後編
湿り気を帯びた風がだんだんと強くなり、外は台風が来る直前のようだった。
「領事館までは、その道を真っ直ぐに進めばたどり着ける。」
「ありがとうございます。エリマキトカゲのけいじさん」
「まぁ、あれだ。無事に帰れるといいな」
妹のレイカの手を握って、警察署を出る。
通りには風貌の怪しい動物擬きが奇異なものを見る目で此方を見ている。
領事館には、日本国旗が揺らめいていて、門はしっかりと閉ざされていた。
「なんだ小僧。領事館に用事があるのか」
「はい。パスポートを無くしてしまって」
「それなら、裏に回れ。こちらは今工事中で入れない。
警備員はまるでチワワだった。
迫力はないが、妙に不気味だった。
「すみません」
「なんだ。もう終業三十分前だ。やっかいごとは明日にしてくれ」
予想に反して、領事館の受付は人間だった。
「あの、パスポートを無くして帰れなくて困っています」
「なんの冗談だ? お前らが密入国者ならパスポートなど持っているはずないだろうが」
「妹と2人で祝日の国来ました。狸のひとさらいに見つかって」
「まてまて、面倒ごとは沢山だといっただろう。
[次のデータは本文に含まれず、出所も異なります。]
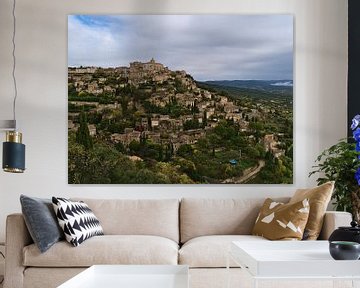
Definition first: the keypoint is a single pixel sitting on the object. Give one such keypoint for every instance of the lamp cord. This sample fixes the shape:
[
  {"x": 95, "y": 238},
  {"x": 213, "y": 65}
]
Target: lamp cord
[
  {"x": 14, "y": 60},
  {"x": 2, "y": 280}
]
女王陛下の口癖を知らんのか」
子供と見るや否や、軽くあしらおうとしているのが分かった。
「僕たちはただ、帰りたいだけなんです」
レイカがぎゅっと僕の手を握るとどんな事も怖くは無くなった。
「くそ、仕方ないな、パスポートを再発行する。まずは、お互いの名前を思い出す。」
「大丈夫。覚えています。」
「あとは帰るべき家がどこか、しっかりと念じる事だ。」
帰るべき場所は、きっと父と母がいる場所で、引っ越す前の家でも、新しい家でもない。
帰りたい。
「オッケー、じゃあゲートを開くから、さっさと帰りな」
自動ドアが開くと、そこは空港に繋がっているようだった。
「ありがとうおじさん」
「おじさんじゃないお兄さんだ、クソガキ」
口は悪いが、そんなに悪くない人だ。
一歩踏み出すと、飛行機の轟音が響いてくる。
「どうしたの? 2人してこんな場所で眠り込むなんて」
妹と僕は、トイレの入り口にあるわずかなスペースで目を覚ました。
2人して顔を覗きこみ、戻ってきたことを実感する。
「お母さん、おかえりなさい」
「おかえり」
今までの緊張がほぐれてようやく笑顔のやり方を思い出す。
「まだ、夕飯も食べてないなら、ファミレスにでも行く? 」
その答えはレイカも僕も一緒だった。